Oggi è il giorno tanto atteso: il primo appuntamento a tema Alice nel Paese delle Meraviglie. Vorrei andare da Dante per gli ultimi preparativi, ma il negozio è pieno di clienti e Nicoletta e Ortensia non possono sostituirmi, perché stanno preparando i biscotti. Potrei chiedere a Filippo; a volte combina un po’ di pasticci, ma vale la pena tentare. Gli scrivo velocemente un messaggio: «Emergenza, devo andare in libreria, ma il negozio è pieno. Puoi sostituirmi? Ti lascio una sorpresa nel retrobottega per sdebitarmi. Grazie». Passano dieci secondi e sento un BIP BIP: «Arrivo subito». Lo sapevo! Filippo ha davvero un gran cuore.
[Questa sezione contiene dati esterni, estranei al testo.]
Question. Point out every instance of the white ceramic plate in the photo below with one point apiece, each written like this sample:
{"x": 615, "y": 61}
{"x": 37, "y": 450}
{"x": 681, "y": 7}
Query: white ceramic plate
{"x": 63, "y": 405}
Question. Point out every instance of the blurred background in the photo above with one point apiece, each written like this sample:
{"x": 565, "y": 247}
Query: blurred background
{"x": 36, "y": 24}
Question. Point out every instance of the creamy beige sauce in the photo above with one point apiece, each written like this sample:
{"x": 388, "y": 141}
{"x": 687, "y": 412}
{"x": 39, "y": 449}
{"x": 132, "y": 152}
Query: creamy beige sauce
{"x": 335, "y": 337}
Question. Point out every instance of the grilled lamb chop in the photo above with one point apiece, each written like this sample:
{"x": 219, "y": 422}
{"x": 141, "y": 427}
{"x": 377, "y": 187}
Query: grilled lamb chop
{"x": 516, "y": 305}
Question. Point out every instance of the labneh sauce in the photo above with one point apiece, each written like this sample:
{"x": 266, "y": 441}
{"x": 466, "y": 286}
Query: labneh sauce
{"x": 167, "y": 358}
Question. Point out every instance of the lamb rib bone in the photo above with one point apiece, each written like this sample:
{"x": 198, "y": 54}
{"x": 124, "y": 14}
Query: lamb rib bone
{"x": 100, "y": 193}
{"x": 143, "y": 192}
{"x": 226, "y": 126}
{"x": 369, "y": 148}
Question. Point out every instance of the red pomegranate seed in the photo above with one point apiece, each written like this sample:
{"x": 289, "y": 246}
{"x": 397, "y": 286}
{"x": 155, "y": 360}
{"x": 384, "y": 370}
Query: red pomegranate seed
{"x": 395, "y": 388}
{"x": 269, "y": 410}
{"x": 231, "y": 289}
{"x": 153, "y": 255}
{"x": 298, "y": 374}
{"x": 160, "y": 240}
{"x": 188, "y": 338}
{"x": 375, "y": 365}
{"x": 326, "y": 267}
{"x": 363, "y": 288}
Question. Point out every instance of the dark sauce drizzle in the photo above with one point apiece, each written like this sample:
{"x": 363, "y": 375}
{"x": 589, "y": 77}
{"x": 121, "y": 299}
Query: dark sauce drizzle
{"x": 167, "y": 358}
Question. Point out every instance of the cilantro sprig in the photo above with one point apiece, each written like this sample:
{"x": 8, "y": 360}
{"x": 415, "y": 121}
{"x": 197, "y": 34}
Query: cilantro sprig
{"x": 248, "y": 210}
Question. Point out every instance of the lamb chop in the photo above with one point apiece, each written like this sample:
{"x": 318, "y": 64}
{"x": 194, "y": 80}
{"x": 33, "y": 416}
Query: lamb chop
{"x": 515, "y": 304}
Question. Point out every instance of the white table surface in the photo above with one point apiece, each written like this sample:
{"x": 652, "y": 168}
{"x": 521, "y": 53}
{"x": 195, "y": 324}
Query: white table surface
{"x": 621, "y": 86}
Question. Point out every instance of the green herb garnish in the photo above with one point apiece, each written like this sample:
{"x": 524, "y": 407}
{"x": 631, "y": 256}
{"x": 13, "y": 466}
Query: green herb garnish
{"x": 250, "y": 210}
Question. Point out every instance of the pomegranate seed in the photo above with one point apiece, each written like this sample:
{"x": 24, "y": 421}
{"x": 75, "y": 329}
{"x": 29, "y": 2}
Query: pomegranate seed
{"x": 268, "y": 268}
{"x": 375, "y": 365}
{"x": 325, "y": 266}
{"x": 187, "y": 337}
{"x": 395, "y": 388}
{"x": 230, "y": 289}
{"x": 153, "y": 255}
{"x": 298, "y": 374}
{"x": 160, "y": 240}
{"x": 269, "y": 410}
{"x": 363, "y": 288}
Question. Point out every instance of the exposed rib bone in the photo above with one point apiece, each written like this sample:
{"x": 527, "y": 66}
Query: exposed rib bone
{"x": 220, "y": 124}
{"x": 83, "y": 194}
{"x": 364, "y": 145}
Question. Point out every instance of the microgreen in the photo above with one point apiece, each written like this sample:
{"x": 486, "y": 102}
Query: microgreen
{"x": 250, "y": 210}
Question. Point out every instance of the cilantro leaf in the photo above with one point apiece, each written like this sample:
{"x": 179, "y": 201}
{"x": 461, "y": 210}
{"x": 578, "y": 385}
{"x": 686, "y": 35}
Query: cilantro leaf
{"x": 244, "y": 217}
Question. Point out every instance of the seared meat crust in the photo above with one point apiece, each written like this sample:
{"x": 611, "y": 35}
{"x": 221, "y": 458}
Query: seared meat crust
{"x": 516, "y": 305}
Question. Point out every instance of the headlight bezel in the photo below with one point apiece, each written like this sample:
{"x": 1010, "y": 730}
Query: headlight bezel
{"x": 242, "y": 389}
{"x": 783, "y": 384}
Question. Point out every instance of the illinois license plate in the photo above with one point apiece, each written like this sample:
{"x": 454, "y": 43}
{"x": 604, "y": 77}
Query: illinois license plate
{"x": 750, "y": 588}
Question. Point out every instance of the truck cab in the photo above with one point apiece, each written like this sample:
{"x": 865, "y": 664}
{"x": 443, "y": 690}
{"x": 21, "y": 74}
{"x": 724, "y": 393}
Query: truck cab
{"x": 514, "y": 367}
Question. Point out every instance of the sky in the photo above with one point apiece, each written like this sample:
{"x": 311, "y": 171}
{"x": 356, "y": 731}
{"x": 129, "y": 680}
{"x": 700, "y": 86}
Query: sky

Ora speriamo fili tutto liscio! Chiedo ai miei clienti di pazientare un attimo, scelgo qualche pesca profumata e vado nel retrobottega.
Prendo latte e zucchero e mi attrezzo con coltello e tagliere per preparare i pezzi di frutta. Metto tutto nel frullatore e in men che non si dica il frullato preferito di Filippo è pronto. Lo verso in un bel bicchiere, aggiungo una fogliolina di menta e lo metto in frigorifero. Per essere sicura che lo veda, gli lascio un biglietto sul banco: “APRI E GUSTA”.
Torno in negozio e il mio amico è già lì: è stato un fulmine! Prendo la mia grande borsa e lo saluto di corsa: «Grazie Filippo, tornerò più in fretta che posso. Ricordati di andare nel retrobottega!».
«Non ti preoccupare, Fiorella, andrà tutto bene», mi rassicura lui, assalito dalle richieste dei clienti.
Sto saltellando appena fuori dal mio negozio come Alice, quando incontro Nicoletta che esce dalla casa della torretta.
«Nico, avete già finito di preparare la merenda?»
«Quasi, ma devi vedere come sta venendo carina!», mi risponde lei tutta soddisfatta, poi aggiunge: «Mi ero offerta di portarla in libreria, perché Ortensia e Isacco non possono, ma si è fatto tardi e devo correre a prendere Anna dall’altra parte della città».
«Vai pure da Anna e di’ a Ortensia di lasciare tutto nel mio negozio. Più tardi mi farò aiutare da Filippo. A dopo!»
Saluto la mia amica e riprendo la strada sempre più saltellante, sta andando tutto a gonfie vele! Eccomi alla libreria. Scampanellio. Entro.
«Ciao Dante, sono venuta per allestire il circolo».
«Ciao Fiorella, fai pure come se fossi a casa tua», mi risponde bonariamente. Appoggio sul bancone la mia borsa, la apro e tiro fuori: una bella tovaglia di pizzo, tovagliolini a fiori, un servizio di piattini e tazze un po’ inglesi, un orologio da tavolo, delle candele e un bel mazzo di rose bianche e rosse.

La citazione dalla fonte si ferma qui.